中国のESG開示ーA株指針が導くサステナビリティ

中国のESG開示ーA株指針が導くサステナビリティ

多くの日本企業が中国にサプライヤーを持ち、持続可能性への関心が高まる中、中国のESG情報開示規制が注目されています。グリーン製品認証や温室効果ガス排出量の公表、気候変動対策の導入など、サステナビリティを軸とした法制度整備が進んでいます。

ただし、中国は、ESG情報開示の全国統一義務化は未整備で、多くの法規は草案段階や試験運用に留まっています。制度の方向性は見えつつありますが、適用時期や対象範囲は流動的で、企業の実務対応には不確実性が伴います。

この様な状況下で、2025年度から適用される「A株ESG情報開示指針」が注目されています。本記事では、この指針の概要、対象企業、開示要件を整理し、日本企業にとっての示唆を探ってみます。

A株ESG情報開示指針:対象企業と適用スケジュール

中国政府は、ESG情報の透明性向上を目指し、上場企業を対象に段階的な開示義務化を進めています。その中核となるのが、2024年に施行され、2025年度から実質的に義務適用が始まる「A株ESG情報開示指針」です。

本指針は以下の条件に該当する企業を対象としています(法的根拠:第1章 第3条):

  1. 上証180指数に採用されている企業(大型・高流動性企業)
  2. 科創50指数に採用されている企業(新興企業中心の代表企業群)
  3. 中国国内外で同時に上場している企業(H株を含む)

これらは国際投資家からの注目度も高く、ESG開示の「リーダー企業」として先行的な役割を担うことが期待されています。該当企業は、2026年4月30日までに、2025年度の「上場企業サステナビリティ報告」または「ESG報告」を、上場先である上海証券取引所または深圳証券取引所に提出する必要があります。2025年4月時点で、その数は約458社に達しており、市場を代表する中核的な企業群と位置づけられています。

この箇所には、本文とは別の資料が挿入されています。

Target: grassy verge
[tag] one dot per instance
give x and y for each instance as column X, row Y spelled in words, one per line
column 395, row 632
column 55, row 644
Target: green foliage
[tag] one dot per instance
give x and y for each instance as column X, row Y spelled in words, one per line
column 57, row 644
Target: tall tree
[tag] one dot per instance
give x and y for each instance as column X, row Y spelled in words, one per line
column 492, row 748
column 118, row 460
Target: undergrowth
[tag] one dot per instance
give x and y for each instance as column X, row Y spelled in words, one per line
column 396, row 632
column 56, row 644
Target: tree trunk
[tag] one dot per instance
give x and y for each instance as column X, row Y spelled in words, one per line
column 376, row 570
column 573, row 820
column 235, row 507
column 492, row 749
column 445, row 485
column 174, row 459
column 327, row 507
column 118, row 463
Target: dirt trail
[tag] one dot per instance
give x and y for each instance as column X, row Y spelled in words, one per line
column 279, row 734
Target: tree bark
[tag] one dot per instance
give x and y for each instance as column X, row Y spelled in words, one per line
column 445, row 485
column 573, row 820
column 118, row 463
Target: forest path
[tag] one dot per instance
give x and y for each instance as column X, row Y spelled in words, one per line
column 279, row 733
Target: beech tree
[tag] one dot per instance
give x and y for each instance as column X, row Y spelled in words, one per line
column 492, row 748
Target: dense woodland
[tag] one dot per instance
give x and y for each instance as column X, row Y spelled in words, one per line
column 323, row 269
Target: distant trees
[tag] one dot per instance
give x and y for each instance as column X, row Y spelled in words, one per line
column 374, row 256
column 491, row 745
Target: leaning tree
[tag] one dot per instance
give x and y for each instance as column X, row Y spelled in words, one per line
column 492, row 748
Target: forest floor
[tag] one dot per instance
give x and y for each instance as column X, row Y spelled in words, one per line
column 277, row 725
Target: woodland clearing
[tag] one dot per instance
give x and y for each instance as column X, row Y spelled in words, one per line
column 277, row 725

(※21世紀経済報道より)。

開示項目の概要:ISSBベースで構成、Scope1・2排出量が義務化

本指針で定められたESG開示項目は、ISSBのフレームワークを基に策定されており、以下のような気候関連項目が明示されています。

開示項目開示要求概要
開示要点11:気候関連の財務影響強制開示気候関連要因が会社の財務状況、経営成果、キャッシュフローに与える影響を分析する。
開示要点15:気候関連目標強制開示会社が設定した気候関連目標(具体的な内容、適用範囲、期限)について説明する。
開示要点16:気候関連目標の達成進捗強制開示気候関連目標の達成状況と報告期間内の進捗を記載する。
開示要点17:温室効果ガス排出量強制開示(Scope1,2)
推奨開示(Scope3)
会社のGHG排出量(スコープ1・スコープ2)を開示し、スコープ3の開示は推奨。また、排出量の算定方法および第三者保証の状況を報告。
開示要点18:温室効果ガス削減実施強制開示会社の削減目標、施策、実際の効果と具体的な削減量を記載する。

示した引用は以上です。